View South from South Chalone - Actual view not given justice here.
During this hike, we discussed a future hike in which we would hike to South Chalone during a full moon later in the year.


View looking North/East from South Chalone trail
The hike back went well, and all the way down to Bear Gulch Reservoir we made great pace - sometimes jogging.  A few folks had hiked to North Chalone and on our way back, we saw at least 10 people or more.  When we reached close to Bear Gulch Reservoir, there were a lot more people relaxing.  Almost all had likely climbed around the caves, since the caves were flooded.  Kirk and I both removed our shoes this time for the underwater portion and made it through.  Several lesser prepared types were trying to make it in or through, and were messing around, but at least they were having fun.  We left the North end of the caves, and hiked back to the car, passing several groups.  By this time in the day, even on a very cold Sunday, there were plenty of cars parked at the Bear Gulch Visitor Center area.

We drove back to the camp store, where we picked up some additional wood, and made it back to camp.  Luckily this time it was both dry and light out, so we were able to relax a bit at camp finally.  The bathrooms, will unlit and cold, were fairly well maintained.  Just like the night before, we started up a big fire, cooked Idahoan Mashed Potatoes with veggies and also Campbell's Beef chunky stew - it was bomb after a day like that.

- Somewhere around midnight I woke up to the sound of Coyotes howling.  There sounded like close to 10 in the group, which was somewhere in the direction of the camp store.  It was fun to be woken to that and listen for a bit, and by the time I thought to and grabbed my camera to record their sound, they stopped abruptly.  As soon as their echo dissipated, I could hear more coyotes howling in valleys farther away.

Monday - by Monday morning, Kirk's feet were pretty well beat and both of us were sore after 21 miles of hiking the past two days.  We were determined to accomplish another, more symbolic goal.  To match the length of this years hopeful Mt.

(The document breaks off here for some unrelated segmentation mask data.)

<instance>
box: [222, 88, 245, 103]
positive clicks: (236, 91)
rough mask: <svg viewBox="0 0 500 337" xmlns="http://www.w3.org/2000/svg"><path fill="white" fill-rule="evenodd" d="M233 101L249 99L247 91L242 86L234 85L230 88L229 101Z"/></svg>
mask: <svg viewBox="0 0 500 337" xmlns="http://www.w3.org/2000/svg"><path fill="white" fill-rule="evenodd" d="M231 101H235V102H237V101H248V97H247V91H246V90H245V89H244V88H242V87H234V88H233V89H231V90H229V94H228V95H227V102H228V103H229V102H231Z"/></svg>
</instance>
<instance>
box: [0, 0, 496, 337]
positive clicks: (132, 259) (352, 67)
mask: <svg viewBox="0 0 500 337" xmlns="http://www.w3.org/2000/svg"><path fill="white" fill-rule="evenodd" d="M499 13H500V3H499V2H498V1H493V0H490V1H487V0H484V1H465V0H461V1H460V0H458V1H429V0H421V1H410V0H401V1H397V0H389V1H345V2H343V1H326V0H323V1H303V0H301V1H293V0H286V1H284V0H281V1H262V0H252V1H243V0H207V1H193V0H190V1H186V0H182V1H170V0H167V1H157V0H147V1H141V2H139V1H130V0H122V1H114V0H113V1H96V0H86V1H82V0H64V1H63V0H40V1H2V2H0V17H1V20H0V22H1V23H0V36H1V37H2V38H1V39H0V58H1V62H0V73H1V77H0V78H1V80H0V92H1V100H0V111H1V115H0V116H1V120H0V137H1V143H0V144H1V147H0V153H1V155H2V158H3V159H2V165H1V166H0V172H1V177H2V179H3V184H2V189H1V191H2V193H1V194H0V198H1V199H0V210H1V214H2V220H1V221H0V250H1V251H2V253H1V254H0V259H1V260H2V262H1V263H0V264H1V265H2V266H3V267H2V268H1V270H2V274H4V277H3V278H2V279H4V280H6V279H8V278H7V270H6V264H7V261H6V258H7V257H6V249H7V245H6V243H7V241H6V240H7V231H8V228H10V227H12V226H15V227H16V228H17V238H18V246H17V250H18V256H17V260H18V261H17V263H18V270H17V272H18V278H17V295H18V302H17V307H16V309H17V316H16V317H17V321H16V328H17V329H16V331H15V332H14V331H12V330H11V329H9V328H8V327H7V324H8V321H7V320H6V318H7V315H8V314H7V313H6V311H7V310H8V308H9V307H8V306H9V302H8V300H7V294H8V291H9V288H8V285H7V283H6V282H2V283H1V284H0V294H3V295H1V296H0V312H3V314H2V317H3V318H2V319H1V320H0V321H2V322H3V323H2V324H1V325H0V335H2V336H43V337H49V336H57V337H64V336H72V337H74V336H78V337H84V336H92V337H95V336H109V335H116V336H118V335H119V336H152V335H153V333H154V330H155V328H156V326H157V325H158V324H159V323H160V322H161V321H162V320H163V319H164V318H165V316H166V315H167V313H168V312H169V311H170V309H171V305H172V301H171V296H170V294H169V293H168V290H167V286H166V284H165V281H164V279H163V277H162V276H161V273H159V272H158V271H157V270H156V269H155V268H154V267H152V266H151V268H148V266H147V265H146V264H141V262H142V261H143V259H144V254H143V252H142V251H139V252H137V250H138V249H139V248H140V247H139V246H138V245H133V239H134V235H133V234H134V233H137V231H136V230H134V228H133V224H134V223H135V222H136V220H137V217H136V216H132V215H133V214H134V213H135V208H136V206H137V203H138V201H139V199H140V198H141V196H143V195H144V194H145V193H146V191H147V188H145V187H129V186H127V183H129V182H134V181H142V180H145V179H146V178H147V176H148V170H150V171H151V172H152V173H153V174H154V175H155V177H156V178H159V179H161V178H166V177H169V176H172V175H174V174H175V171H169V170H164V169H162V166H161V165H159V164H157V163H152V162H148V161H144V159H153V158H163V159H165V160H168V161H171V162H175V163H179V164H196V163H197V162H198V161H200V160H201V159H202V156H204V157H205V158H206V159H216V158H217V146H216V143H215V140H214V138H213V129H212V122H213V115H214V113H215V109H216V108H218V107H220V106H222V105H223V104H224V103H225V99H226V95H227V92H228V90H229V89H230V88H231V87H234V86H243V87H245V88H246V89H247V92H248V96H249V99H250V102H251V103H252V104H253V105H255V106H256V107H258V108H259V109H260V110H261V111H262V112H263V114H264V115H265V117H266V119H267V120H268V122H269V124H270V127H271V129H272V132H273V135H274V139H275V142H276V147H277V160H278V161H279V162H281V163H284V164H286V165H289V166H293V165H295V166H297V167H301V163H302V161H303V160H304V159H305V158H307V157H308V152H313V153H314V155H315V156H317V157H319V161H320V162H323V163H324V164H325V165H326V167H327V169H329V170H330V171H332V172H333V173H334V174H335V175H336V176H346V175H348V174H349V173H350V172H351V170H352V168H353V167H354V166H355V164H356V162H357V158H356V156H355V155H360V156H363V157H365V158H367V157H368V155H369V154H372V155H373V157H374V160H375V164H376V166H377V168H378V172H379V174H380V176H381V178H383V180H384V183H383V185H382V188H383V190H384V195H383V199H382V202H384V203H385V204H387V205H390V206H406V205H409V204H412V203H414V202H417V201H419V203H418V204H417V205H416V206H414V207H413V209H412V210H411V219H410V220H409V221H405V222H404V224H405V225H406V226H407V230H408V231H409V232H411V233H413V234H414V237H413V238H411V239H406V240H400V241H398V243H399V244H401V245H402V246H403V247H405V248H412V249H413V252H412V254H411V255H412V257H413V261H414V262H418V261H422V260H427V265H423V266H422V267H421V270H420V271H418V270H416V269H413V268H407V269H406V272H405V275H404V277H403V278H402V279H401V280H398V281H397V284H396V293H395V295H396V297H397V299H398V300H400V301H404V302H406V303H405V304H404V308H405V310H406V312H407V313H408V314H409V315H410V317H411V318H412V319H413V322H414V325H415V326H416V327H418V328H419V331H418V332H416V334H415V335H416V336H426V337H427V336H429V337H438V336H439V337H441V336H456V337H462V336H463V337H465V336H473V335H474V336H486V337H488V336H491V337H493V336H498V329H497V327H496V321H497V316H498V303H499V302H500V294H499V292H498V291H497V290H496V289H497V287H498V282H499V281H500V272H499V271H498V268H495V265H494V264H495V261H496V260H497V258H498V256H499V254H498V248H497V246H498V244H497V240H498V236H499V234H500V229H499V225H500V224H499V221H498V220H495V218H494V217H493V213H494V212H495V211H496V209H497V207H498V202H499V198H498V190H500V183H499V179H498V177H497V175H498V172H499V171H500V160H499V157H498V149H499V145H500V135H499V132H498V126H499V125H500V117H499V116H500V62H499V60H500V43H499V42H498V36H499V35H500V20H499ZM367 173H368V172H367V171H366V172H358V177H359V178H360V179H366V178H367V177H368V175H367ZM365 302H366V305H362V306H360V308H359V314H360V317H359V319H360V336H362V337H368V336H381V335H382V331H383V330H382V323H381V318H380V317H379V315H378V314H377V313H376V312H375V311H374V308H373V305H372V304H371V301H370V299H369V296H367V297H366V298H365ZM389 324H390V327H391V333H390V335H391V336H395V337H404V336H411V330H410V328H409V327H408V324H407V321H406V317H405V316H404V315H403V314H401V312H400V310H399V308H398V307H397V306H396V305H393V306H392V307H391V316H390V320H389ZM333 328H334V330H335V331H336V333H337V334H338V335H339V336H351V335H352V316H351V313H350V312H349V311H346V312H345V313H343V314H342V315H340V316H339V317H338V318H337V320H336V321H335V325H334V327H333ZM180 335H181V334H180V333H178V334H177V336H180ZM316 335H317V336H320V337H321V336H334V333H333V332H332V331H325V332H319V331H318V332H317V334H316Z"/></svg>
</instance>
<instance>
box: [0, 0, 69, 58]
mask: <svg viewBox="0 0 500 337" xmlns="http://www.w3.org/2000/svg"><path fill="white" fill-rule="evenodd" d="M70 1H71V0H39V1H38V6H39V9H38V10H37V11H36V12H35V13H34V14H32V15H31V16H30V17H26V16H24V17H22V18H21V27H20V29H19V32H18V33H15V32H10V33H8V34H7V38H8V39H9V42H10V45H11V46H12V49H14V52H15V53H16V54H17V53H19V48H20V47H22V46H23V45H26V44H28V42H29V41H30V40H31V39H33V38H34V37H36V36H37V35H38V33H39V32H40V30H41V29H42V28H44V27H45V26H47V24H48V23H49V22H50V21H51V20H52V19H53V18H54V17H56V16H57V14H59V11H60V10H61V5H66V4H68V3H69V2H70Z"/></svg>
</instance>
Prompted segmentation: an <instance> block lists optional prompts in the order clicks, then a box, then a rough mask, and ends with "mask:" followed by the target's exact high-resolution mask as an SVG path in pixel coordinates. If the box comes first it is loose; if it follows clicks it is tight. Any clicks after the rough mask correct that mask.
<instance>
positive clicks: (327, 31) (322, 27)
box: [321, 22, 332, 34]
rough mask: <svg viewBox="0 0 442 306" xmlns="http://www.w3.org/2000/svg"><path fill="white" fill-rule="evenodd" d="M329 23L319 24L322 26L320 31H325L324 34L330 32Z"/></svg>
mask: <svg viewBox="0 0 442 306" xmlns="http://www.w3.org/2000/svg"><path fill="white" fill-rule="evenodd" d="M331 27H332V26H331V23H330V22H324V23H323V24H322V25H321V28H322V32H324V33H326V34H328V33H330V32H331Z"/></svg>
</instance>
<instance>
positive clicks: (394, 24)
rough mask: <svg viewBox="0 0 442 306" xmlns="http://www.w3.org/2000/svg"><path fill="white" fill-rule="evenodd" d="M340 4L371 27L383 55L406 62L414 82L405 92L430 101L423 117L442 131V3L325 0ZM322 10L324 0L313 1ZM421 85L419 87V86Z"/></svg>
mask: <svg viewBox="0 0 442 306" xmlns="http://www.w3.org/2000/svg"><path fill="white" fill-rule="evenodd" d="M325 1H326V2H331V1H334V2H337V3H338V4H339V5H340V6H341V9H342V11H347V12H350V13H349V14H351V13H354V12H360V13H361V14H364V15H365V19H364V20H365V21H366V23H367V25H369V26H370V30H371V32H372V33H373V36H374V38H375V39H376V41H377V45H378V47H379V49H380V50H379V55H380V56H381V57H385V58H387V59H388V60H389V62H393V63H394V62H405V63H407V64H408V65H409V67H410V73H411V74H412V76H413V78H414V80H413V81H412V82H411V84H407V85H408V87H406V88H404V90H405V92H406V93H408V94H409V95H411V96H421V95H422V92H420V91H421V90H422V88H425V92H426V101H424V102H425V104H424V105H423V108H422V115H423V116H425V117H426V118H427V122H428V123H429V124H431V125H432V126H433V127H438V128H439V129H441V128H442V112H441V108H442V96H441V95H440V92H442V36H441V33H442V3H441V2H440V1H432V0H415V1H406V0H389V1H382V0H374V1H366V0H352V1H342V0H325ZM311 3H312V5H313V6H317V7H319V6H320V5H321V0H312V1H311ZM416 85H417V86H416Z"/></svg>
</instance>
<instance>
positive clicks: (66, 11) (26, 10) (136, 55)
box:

Whitney climb, we needed 1 more mile to reach 22 total.

We packed up all of our camp - tents and all - and drove back to Bear Gulch Visitor's Center where we parked at and hiked up Condor Gulch Trail to the overlook (check the map).  This was maybe 2.5 miles round trip.  It made for a great morning hike, and the views of the valley going up were awesome.  It had some very cool rock formations.  At the overlook, just below it were flowing pools of water that probably only flow for a handful of days each year - including that day.

All in all, the trip was a success.  Only shortcoming was that we wanted to hike a few more trails.  To call Pinnacles officially Conquered, we are going to return and hike the North Wilderness Trail that occupies the North quarter of the park - a loop that is no less than 9 miles from car back to car.  After this, and maybe another climb of High Peaks, we will consider Pinnacles completed by Stones and Bones!